Funding for community health centers across the U.S. is currently at risk as well, having lapsed at the end of September while the Senate tried to push through a bill to change the ACA. And the clinics play an outsized role in Puerto Rico. Nearly 10 percent of people use the 86 clinics spread across the island. They are required to have an emergency room, so they take care of a lot of rural injuries and emergencies, even outside of the storm. In many places post-Maria, they are currently operating the only functioning pharmacies, since private stores have yet to reopen, according to the National Association of Community Health Centers. But perhaps most importantly, because they have a mandate to provide care regardless of whether someone can pay for it, they have a lot of uninsured patients and see a lot of people who have Medicaid or Medicare.

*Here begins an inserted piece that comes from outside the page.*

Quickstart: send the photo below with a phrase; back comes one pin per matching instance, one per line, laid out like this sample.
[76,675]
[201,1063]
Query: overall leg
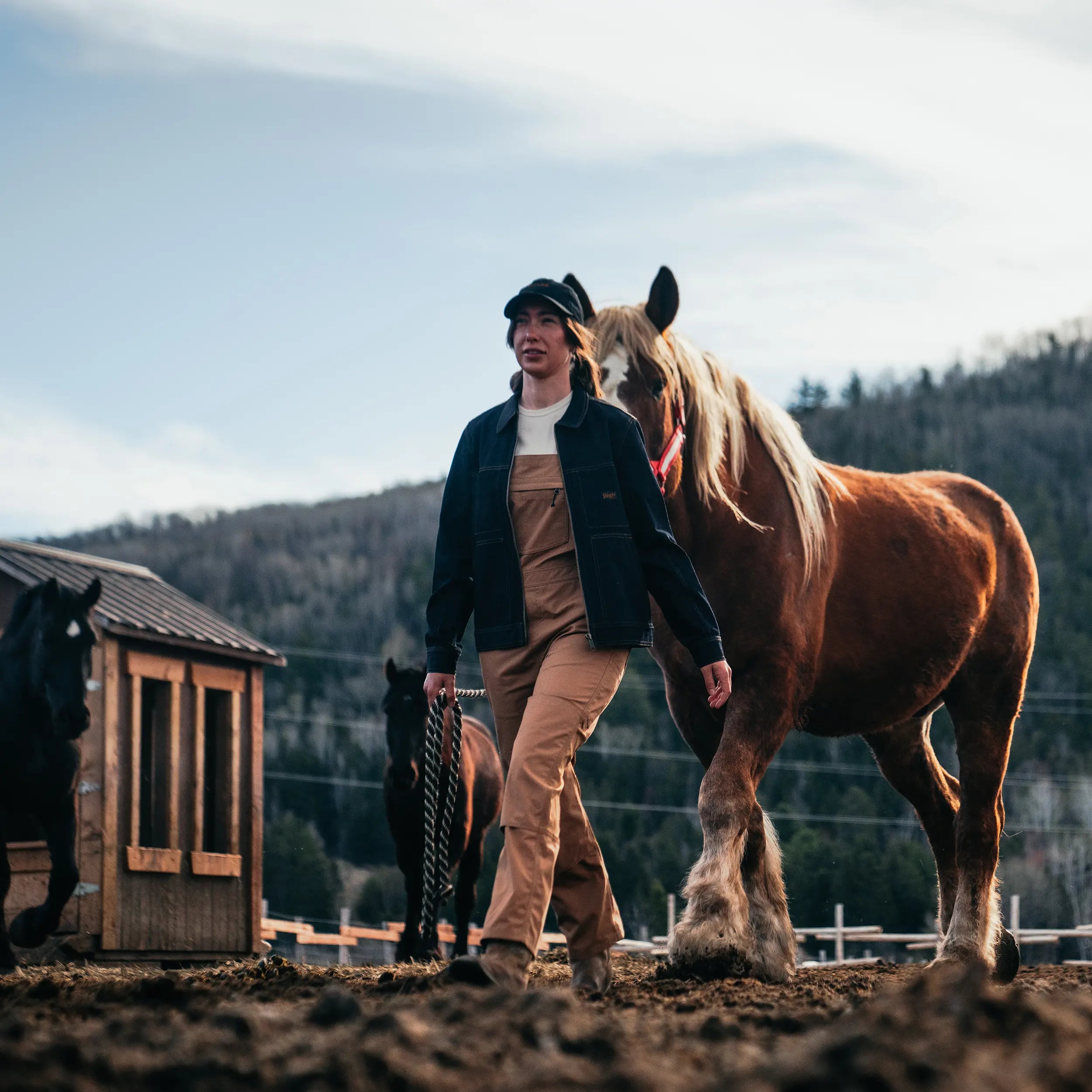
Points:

According to research on which Rosenbaum worked, about 54 percent of these health centers’ funding comes from Medicaid.

“They don’t have enough money to function,” Rosenbaum said.

With the limit on federal funding, and no way for the commonwealth to increase its spending, the island will struggle to repay doctors for the extra care they are providing at the health centers and other facilities as a result of the storm. Even if Medicaid waivers are granted, allowing providers to offer more services than the program will usually cover, there’s no way to pay for the care. “The Department of Health and Human Services can approve a waiver, but that doesn’t increase the amount of federal funding provided,” said Barbara Lyons, a Medicaid expert with the Kaiser Family Foundation.

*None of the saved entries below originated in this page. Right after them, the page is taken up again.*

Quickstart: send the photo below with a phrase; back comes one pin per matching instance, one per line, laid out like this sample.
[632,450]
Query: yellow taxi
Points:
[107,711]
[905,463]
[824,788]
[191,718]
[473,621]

Medicaid also isn’t the only program that gets less help in Puerto Rico than it does in the states; Medicare is also reimbursed at lower rates. Because of the way the program was enacted on the island, and the formulas used to determine payment, providers of Medicare Advantage (used by 74 percent of the island’s 750,000 Medicare recipients) are paid less on the island than they are in the states, despite Puerto Rico’s higher cost of living, higher rates of poverty and aging population. That means less money for a greater share of patients.

The net effect is that Puerto Rico is more reliant on its safety net — including the community health centers, Medicaid and Medicare — than other states, even as the federal government picks up a smaller share of the tab. Even if Congress approves the additional injection of short-term funds, that won’t necessarily go far toward fixing the long-term, structural problems. And now, it also needs to recover from one of the most catastrophic storms to hit the island in nearly a century.

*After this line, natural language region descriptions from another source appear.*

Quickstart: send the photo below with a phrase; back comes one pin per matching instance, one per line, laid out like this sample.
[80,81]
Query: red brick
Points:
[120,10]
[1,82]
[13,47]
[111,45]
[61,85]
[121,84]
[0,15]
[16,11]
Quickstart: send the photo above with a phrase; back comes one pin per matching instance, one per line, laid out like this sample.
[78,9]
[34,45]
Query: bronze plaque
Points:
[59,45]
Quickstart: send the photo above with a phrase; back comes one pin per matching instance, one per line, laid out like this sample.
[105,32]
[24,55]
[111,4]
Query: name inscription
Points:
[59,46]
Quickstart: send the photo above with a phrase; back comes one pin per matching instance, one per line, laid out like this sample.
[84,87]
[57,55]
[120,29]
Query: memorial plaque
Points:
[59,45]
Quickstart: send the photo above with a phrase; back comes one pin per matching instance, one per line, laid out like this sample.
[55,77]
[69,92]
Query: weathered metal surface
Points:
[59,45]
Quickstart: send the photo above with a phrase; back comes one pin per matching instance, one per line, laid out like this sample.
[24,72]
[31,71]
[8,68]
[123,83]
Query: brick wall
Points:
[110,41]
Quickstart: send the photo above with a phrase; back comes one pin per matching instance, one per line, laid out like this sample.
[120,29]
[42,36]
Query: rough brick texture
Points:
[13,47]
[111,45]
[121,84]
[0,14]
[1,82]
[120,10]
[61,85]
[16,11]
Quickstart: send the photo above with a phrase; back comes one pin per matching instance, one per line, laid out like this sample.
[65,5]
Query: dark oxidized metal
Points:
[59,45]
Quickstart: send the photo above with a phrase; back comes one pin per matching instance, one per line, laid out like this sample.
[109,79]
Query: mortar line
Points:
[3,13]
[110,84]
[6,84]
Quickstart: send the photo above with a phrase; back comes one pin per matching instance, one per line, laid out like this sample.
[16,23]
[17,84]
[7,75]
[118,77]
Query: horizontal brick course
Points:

  1. According to data compiled by Direct Relief, a humanitarian aid organization that has been working with health centers and other facilities to deliver emergency supplies to the island. The information comes largely from the Puerto Rican Primary Care Association.

  2. As with all things health care, the reimbursement formulas are complicated. The Kaiser Family Foundation has a full description of the formulas used to determine federal reimbursement for various parts of the program in different states.

Anna Maria Barry-Jester is a senior reporter at Kaiser Health News and California Healthline, and formerly a reporter for FiveThirtyEight.